特許庁が昭和三三年抗告審判第二四三号事件について、昭和三四年二月二八日にした審決を取消す。

訴訟費用は被告の負担とする。

事実

第一、請求の趣旨

原告訴訟代理人は主文同旨の判決を求めた。

第二、請求の原因

原告が請求原因として述べたところは次の通りである。

一、原告は登録第四二八、六一四号実用新案の権利者であるが、被告は原告を相手方として、昭和三一年三月二日特許庁に対し別紙(イ)号図面及びその説明書に示す物品は、右登録実用新案の権利範囲に属しない旨の権利範囲確認審判の請求をした(昭和三一年審判第九七号事件)。特許庁は昭和三二年一二月二五日右審判事件について「請求人(被告)の申立は成立たない」旨の審判をし、その審決書の謄本は昭和三三年一月一四日被告に送達され、これに対し被告から同年二月七日抗告審判の請求があり(昭和三三年抗告審判第二四三号)、特許庁は右事件について昭和三四年二月二八日「原審決を破棄する。(イ)号図面及び説明書に示す回転式重油燃焼器は、登録第四二八、六一四号実用新案の権利範囲に属しない」旨の審決をし、右審決書の謄本は同年三月一四日原告に送達された。

二、右抗告審判審決の要旨は

「右登録第四二八、六一四号実用新案の液体燃料燃焼装置の考案要旨は、通風筒(1)内に挿通した給油管(9)に回転しない燃料排出口(6)を穿ち、上部に受皿(4)を、下部に放射状に設けた羽根(3)を具えた回転体を、受皿(4)が通風筒(1)外に位置する如く遊嵌し、回転しない案内皿(5)を受皿(4)の上方で給油管(9)に設けた液体燃焼装置であると認定し、これと(イ)号図面及びその説明書記載の回転式重油燃焼器とを比較すると、その構成、燃料の霧化方式及び燃料の燃焼方式において顕著な差異があり、且つ後者は前者の必須の構成要件である回転しない燃料排出口並びに回転しない案内皿の存在を欠いているから、一部類似した構造を有していても、全体として同一或いは類似構造とは認められないし、又後者は前者の必須要件をことごとく具備するものでないから、後者を前者の権利範囲に属するものとした原審決は当を得ないものであつて破棄を免れない」

というのである。

三、しかし右抗告審決(以下本件審決という)は、次の理由により違法であつて取消さるべきものである。

第一点

回転しない燃料排出口(6)及び回転しない案内皿(5)の存在が本件登録実用新案の要旨の一部をなすものでなく、且つ必須の構成要件でもないのに、これをそうであると認定したこと。

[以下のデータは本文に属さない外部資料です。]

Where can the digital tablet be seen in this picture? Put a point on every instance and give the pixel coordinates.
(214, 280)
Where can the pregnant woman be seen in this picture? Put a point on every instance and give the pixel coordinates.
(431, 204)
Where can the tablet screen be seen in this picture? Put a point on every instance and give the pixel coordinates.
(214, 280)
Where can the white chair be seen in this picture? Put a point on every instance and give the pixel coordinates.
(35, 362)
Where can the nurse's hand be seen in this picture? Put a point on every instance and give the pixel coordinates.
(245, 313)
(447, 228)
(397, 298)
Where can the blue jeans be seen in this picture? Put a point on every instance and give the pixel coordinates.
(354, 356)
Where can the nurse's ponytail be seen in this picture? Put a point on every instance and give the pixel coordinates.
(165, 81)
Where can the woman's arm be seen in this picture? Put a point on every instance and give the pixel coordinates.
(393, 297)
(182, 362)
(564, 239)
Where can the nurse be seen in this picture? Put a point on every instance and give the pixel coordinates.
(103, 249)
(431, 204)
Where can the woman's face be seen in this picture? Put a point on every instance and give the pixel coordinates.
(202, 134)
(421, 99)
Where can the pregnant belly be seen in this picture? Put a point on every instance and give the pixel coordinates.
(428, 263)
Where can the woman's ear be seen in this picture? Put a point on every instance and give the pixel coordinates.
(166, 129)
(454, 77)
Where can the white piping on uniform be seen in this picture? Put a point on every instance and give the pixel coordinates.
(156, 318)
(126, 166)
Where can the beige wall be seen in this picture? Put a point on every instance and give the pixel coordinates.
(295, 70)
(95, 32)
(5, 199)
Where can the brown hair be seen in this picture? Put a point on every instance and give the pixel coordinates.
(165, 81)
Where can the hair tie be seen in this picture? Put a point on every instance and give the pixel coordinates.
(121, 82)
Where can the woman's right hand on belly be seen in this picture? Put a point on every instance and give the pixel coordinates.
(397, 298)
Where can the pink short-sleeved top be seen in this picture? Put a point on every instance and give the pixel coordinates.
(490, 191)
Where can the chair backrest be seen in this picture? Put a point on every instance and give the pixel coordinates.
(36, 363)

(一)、登録請求の範囲には、「図面に示す如く通風筒1内に挿通した給油管9に、上部に受皿4を、下部に放射状に設けた羽根3を備えた廻転体を、受皿4が通風筒1外に位置する如く遊嵌した液体燃料燃焼装置の構造」

と記載されており、その考案の意図並びに効果については、「本案は前記のように通風筒1内に挿通した給油管9を軸として、上部に通風筒1外に位置する受皿を有する羽根3を強制送風により廻転させたから、電動機軸直結の従来のもののように受皿4が電動機の廻転数以上に廻転しないのを、羽根3よりも直径の大きな送風機の強制送風力により非常な高速廻転を与え得るため、その廻転による遠心力作用で、燃料は非常に微細に噴霧状となつて燃焼筒10内に飛散して完全燃焼を起す効果を奏す」と記載されている。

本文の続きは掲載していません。